Development of an adaptable RNA vaccine against enterovirus D68 infection for the prevention of acute flaccid myelitis - Project summary:
First identified in California in 2012, acute flaccid myelitis in children, associated with enterovirus D68 (EV-D68)
infection, has been increasing in incidence with outbreaks detected every 2 years. Enteroviruses are well-known
causes of central nervous system pathologies, ranging from aseptic meningitis to sometimes fatal brainstem
encephalitis and myelitis, which can lead to permanent debilitating paralysis. Additionally, EV-D68 infects the
respiratory tract, causing severe respiratory disease and facilitating person-to-person transmission via
respiratory droplets. Despite EV-D68’s emergence as a major cause of severe respiratory and neurological
disease, there are no vaccines or therapeutics available to combat and control the spread of this pathogen.

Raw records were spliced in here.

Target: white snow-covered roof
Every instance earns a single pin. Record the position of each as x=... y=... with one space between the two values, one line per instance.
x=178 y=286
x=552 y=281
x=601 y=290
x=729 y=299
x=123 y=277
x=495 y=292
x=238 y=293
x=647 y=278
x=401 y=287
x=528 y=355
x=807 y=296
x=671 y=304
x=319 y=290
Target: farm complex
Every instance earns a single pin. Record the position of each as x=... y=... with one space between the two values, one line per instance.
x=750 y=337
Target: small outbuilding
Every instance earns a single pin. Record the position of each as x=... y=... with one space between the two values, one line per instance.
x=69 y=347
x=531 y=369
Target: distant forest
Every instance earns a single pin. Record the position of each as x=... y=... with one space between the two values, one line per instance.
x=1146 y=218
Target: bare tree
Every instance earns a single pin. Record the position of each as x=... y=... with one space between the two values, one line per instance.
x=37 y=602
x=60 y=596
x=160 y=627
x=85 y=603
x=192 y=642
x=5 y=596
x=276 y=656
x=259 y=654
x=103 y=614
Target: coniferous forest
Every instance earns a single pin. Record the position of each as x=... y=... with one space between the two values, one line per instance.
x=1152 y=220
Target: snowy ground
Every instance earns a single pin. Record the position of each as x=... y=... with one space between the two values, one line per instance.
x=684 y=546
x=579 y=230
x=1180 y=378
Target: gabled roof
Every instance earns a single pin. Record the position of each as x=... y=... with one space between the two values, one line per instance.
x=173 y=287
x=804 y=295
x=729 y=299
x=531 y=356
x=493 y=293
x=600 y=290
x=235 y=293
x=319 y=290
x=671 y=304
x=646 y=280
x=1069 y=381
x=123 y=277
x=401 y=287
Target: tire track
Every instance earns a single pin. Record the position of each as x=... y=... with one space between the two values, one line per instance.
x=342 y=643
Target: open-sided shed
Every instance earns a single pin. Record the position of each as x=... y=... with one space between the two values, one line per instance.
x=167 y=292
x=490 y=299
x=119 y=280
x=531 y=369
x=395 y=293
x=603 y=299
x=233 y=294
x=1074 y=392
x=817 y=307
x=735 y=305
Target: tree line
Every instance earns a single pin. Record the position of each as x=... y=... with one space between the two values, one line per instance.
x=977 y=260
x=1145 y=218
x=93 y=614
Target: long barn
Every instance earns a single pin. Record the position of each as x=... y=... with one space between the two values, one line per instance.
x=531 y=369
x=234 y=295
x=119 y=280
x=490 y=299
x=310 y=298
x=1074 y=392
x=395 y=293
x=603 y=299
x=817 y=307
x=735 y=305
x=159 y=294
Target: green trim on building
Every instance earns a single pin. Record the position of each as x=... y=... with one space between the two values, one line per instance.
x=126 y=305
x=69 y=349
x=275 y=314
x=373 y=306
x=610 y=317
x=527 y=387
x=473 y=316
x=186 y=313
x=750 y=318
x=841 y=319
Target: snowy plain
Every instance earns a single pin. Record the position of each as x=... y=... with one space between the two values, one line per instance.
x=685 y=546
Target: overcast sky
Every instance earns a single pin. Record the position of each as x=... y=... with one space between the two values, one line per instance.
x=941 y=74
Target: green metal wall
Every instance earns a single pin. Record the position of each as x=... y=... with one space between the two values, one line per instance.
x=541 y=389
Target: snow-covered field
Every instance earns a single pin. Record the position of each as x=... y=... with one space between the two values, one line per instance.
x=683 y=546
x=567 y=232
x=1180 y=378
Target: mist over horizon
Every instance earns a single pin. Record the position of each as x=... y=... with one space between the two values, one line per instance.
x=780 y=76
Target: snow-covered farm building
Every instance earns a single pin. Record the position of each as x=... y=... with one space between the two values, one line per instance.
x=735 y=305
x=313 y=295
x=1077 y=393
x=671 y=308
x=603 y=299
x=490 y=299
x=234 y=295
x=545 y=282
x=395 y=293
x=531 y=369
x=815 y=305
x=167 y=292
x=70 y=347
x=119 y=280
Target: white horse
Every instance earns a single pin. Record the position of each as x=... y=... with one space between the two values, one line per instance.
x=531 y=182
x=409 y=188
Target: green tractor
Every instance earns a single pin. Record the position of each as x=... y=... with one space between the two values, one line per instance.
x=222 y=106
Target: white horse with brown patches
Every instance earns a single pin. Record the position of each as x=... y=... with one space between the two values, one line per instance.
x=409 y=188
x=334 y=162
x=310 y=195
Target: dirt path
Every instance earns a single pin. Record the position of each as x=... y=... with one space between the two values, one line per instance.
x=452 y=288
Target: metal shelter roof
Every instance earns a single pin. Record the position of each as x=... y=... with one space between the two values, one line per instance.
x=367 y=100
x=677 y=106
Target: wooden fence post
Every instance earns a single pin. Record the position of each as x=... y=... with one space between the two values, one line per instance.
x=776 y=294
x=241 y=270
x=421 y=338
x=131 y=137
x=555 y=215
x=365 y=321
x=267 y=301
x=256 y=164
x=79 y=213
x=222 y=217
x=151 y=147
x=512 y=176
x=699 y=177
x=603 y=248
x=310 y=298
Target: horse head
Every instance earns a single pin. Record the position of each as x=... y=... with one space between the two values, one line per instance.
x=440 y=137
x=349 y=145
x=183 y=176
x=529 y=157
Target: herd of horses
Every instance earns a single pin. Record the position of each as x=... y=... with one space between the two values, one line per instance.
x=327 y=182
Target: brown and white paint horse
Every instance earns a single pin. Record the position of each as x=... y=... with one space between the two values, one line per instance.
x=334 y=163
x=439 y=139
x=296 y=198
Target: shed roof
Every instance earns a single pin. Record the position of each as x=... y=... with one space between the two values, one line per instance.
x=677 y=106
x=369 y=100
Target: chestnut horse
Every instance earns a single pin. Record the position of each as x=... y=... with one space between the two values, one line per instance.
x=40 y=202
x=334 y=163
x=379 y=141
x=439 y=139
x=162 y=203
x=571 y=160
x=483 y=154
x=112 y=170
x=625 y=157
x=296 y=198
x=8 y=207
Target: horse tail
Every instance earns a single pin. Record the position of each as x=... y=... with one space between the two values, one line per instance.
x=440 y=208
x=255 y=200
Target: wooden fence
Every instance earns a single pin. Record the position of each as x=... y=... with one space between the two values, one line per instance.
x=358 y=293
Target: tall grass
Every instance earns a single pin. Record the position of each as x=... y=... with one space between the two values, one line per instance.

HDT Bio has developed a self-amplifying replicon RNA (repRNA) vaccine platform delivered by a Lipid InOrganic
Nanoparticle (LION) scheduled to enter phase I clinical trials in the first quarter of 2021 as a vaccine against
COVID-19. These activities will enable rapid translation of other vaccine candidates, utilizing the same platform,
into the clinic. Additionally, HDT has an ongoing program to develop broad-spectrum anti-EV-D68 antibody
therapeutics, in which we have identified promising RNA-based vaccines that encode the necessary genes for
production of divergent EV-D68 virus like particles (VLPs) in vivo upon intramuscular administration. Our
preliminary data establishes that 1) we can launch VLPs of non-enveloped viruses from our repRNA platform, 2)
we can rapidly adapt this approach for genotypic and/or antigenic variants of EV-D68, and 3) these antigens are
very immunogenic in small and large animals, generating robust neutralizing antibody responses after a single
dose. In this application, we propose to screen six vaccine candidates, which are currently being evaluated as a
mixture in alpacas for antibody discovery efforts, to identify a single candidate that induces the best cross-
neutralizing antibody responses. We will then characterize safety, immunogenicity and efficacy in neurological-
and respiratory-disease mouse models of EV-D68 infection. Finally, we will evaluate safety and immunogenicity
in pregnant mouse models and efficacy in birthed pups while characterizing maternal antibody transfer.